障害者19人殺害事件/松村聖被告に死刑判決/弁護士「責任能力あった」と認める

 

2016年7月26日神奈川県相模原市の知的障害者施設「津久井やまゆり園」で45人が殺傷された事件の裁判が2020年3月16日におこなわれました。

横浜地裁は、植松聖被告に対して死刑を言い渡しました。

 

これまでの裁判検察側「刑事責任能力あり」

 

植松聖被告は相模原市の知的障害者施設津久井やまゆり園で入所者19人を殺害26人に重軽傷を負わせたなどの罪に問われています。

これまでの裁判で検察側は、植松被告には「十分な責任能力があった。19人もの命を奪った結果はほかの事例と比較できないほど重大だ。」と主張し、

 

一方植松聖の弁護側は「大麻の長期常用によって、病的で異常な思考が生まれた心神喪失の状態にあり、無罪が言い渡されるべきだ。」と主張していました。

植松聖被告は、今月1月の JNN の面会取材に対し「死刑を望んではいない。」などと話、一方で「控訴についてはありえない。」と断言しています。

 

障害者施設津久井やまゆり園19人殺害事件3月16日裁判の詳細

 

相模原市の知的障害者施設「津久井やまゆり園」の元職員、植松聖 被告(男性・30歳)は、

平成28年7月、知的障碍者19人を殺害し、26人に重軽傷を負わせたなどの罪に問われました。

横浜地方裁判所で2020年1月から16回にわたって開かれた裁判員裁判では植松聖被告の責任能力の有無が争点となりました。

 

知的障碍者19人の殺害、26人に重軽傷を負わせたことを認める

 

植松聖被告が、障害者施設「津久井やまゆり園」に侵入し、知的障碍者19人を刃物で刺すなどして殺害し、施設の職員2人を含む計26人に重軽傷を負わせたことを認めました。

 

刑事責任能力があったと認める

 

唯一の争点だった「責任能力の有無」について、「職員の少ない時間帯に実行するなど、犯行は計画的に行われていた。

として、事件当時、植松聖被告に責任能力があったと認めました

また、植松聖被告が「自己愛性パーソナリティ障害」と診断されたこともあり、「責任能力があった。
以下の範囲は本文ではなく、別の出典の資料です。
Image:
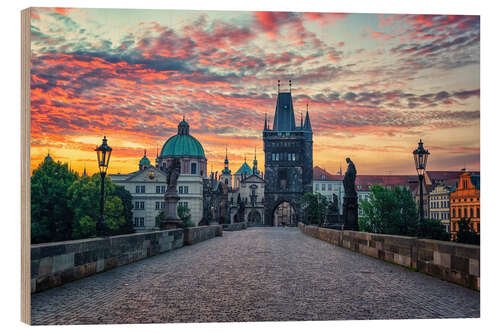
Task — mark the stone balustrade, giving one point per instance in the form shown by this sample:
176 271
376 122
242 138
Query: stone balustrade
449 261
234 226
57 263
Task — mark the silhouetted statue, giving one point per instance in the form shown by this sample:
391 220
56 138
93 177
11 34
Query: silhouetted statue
350 179
173 172
350 205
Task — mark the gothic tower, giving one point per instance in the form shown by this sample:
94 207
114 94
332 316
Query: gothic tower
288 161
226 177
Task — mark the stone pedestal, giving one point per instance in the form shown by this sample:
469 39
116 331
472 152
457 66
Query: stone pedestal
350 213
172 220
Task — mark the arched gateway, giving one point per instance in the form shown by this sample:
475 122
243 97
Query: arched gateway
288 160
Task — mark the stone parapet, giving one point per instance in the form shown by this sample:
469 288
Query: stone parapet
234 226
53 264
199 234
449 261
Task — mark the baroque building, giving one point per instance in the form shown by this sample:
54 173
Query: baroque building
288 152
465 202
147 185
439 204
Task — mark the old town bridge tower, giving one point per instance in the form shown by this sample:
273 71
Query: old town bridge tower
288 163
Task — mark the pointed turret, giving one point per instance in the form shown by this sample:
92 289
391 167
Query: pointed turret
255 171
284 117
307 123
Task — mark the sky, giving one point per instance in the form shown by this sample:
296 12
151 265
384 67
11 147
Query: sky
375 84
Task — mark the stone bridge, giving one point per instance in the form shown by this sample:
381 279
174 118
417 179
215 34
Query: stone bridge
257 274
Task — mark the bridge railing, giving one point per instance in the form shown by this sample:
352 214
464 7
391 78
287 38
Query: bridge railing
53 264
449 261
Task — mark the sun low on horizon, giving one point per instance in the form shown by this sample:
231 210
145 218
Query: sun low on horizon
374 85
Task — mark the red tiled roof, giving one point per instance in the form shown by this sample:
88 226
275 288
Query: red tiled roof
318 174
448 177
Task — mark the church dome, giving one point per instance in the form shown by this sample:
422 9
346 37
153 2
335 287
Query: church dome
182 144
48 158
244 169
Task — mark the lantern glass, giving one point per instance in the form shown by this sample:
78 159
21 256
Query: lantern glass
103 156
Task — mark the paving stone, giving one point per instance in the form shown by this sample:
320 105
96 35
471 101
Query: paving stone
258 274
」とした。

 

弁護側医師の主張「採用できない」

 

裁判長は「大麻の使用が犯行に与えた影響を低く評価すべきではない。」などとし、植松聖被告の精神状態の分析をした医師の意見については「採用できない。」としました。

 

裁判長「殺害動機は到底認められないが理解は可能」と指摘

 

裁判長は「被告は『意思疎通できない知的障害者は不幸であり、殺害すれば賛同が得られる』と考えた。」としたうえで、殺害動機の過程については「到底、認められないが、理解は可能。」と指摘しました。

 

殺害動機は勤務から生れた思考

 

殺害動機は「病的な思考障害によるものではなく、知的障害者施設での勤務から生まれたもの。」と指摘しました。

 

死刑判決

計画的かつ強烈な殺意に貫かれた犯行で、19人もの命を奪った結果はほかの事例と比較できないほどはなはだしく重大だ。遺族のしゅん烈な処罰感情は当然で、死刑をもって臨むほかない。」と指摘し、検察の求刑どおり被告に死刑を言い渡しました。

 

法廷での植松聖被告

 

植松聖被告は白いシャツに黒のスーツを着て、裁判長をじっと見たまま、言い渡しを聞いていました。

 

植松聖被告「最後に一つだけ…」

 

裁判長が死刑を言い渡した後、植松聖被告は証言台の前で手を上げて、「すみません。最後に一つだけいいですか?」と申し出ましたが、発言が認めれることはありませんでした。

 

閉廷 

 

裁判は午後2時15分ごろに閉廷しました。

 

控訴の手続き取らず

 

植松聖被告の弁護士は、報道陣の「控訴の意向」などの質問に対し、無言のまま裁判所をあとにしました。

横浜地方裁判所によりますと16日は控訴の手続きは取られなかったということです。